Le requérant y précisait et complétait ses prétentions initiales (paragraphe 5 ci-dessus). Il évaluait à 3.564.400 schillings, au bas mot, le préjudice global causé d’après lui à son entreprise. La perte de son traitement et de ses indemnités de directeur représentait, à l’en croire, un dommage supplémentaire d’au moins 405.000 schillings. Il affirmait aussi avoir dû verser en vain, pour obtenir sa libération, des honoraires d’avocat se chiffrant à au moins 100.000 schillings. Il estimait enfin avoir droit à une compensation d’au moins 3.000.000 schillings pour l’injustice subie. Il relevait cependant qu’il fallait réduire quelque peu le montant global de ses prétentions, soit 7.069.400 schillings, car les pertes commerciales découlant de l’arrestation avaient été calculées sur la base des bénéfices bruts estimés. Constatant que sa "créance indemnitaire" contre la République d’Autriche était nettement plus importante que la somme totale réclamée à l’origine, il se réservait d’augmenter ses exigences en proportion et demandait également 5% d’intérêts légaux par an.
22. Ainsi que l’en avait chargé le président de la Chambre, le greffier a invité l’agent du gouvernement, le 26 juillet, à lui faire parvenir avant le 30 août ses observations écrites éventuelles. A la demande du gouvernement, ce délai a été prorogé le 7 août jusqu’au 31 octobre.

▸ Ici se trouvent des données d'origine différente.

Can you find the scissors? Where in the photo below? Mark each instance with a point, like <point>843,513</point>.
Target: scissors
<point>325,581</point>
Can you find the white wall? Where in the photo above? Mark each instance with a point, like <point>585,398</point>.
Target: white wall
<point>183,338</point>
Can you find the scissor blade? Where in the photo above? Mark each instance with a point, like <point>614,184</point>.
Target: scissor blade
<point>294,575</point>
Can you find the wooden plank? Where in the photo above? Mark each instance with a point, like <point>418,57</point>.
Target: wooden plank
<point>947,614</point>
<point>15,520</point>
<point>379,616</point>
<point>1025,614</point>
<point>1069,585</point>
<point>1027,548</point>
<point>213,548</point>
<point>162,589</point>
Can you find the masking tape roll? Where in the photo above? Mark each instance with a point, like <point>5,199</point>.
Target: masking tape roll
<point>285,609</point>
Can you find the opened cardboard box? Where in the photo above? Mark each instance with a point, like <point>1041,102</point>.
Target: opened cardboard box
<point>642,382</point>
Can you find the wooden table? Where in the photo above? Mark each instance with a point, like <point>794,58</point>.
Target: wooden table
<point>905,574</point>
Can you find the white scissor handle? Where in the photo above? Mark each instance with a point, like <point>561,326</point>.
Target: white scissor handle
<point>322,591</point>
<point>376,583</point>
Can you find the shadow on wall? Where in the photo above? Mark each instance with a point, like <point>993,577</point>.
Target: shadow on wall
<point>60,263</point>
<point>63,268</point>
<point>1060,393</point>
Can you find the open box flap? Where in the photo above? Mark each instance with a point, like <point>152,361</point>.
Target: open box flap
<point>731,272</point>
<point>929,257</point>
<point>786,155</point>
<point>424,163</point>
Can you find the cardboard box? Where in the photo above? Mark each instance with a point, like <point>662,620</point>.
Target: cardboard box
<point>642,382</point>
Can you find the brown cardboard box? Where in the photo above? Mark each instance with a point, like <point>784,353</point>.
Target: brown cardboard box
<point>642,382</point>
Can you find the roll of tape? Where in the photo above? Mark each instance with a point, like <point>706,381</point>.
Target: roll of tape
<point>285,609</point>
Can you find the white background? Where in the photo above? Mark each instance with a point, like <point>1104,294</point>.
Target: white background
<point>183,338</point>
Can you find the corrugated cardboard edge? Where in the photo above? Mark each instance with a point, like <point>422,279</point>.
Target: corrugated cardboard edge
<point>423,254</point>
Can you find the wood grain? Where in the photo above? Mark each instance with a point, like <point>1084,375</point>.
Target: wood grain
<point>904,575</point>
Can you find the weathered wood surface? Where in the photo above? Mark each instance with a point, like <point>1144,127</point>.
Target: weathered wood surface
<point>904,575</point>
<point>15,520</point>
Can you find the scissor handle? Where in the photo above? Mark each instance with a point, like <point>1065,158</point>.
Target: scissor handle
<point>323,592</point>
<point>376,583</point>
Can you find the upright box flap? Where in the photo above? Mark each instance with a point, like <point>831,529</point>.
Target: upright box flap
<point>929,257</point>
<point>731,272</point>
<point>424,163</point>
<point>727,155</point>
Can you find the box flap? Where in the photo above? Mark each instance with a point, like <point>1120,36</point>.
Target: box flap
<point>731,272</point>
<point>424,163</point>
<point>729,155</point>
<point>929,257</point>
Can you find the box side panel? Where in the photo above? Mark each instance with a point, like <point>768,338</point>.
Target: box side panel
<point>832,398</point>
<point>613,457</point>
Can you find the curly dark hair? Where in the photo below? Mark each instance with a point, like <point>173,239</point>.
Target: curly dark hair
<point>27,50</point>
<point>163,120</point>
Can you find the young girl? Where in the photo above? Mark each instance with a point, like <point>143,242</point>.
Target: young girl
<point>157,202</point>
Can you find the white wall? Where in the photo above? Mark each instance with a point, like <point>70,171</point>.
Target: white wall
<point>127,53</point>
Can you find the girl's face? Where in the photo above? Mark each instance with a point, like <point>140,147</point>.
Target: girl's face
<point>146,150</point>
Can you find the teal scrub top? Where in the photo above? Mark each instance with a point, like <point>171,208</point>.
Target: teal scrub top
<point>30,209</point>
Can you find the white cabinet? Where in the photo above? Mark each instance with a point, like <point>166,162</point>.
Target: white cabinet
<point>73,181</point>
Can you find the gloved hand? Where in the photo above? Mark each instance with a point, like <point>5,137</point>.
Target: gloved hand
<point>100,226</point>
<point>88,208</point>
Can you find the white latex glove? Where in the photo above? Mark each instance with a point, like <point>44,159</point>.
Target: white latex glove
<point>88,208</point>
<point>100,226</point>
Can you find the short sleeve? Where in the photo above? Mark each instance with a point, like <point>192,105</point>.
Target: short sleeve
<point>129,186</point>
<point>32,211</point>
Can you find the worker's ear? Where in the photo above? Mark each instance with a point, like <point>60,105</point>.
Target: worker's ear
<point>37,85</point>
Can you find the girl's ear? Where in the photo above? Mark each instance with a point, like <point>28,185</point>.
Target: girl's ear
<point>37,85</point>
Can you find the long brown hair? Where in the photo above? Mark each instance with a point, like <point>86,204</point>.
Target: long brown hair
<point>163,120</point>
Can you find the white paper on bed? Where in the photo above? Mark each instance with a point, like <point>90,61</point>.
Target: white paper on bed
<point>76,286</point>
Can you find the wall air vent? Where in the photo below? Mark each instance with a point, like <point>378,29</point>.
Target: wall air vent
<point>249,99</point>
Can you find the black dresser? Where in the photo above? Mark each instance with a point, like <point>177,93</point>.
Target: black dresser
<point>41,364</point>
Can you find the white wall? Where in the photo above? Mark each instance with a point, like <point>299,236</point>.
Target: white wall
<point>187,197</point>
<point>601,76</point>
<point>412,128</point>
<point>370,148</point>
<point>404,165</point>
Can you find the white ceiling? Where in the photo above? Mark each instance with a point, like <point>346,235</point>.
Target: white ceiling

23. Intitulé "nouvelles observations complémentaires", le mémoire autrichien est arrivé au greffe le 5 novembre. En le communiquant le même jour aux délégués de la Commission, le greffier les a priés, conformément aux directives du président de la Chambre, de présenter dans les meilleurs délais, et si possible pour le 23 novembre, tout élément de preuve dont ils disposeraient au sujet de la demande du requérant et qu’il leur paraîtrait utile de fournir à la Cour. En réponse, il a reçu le 20 novembre, avec de brefs commentaires des délégués, plusieurs pièces que Neumeister avait annexées à sa lettre précitée du 8 mai 1972 (paragraphe 21 ci-dessus), dont les bilans de la société Scherzinger pour les années 1961 à 1966.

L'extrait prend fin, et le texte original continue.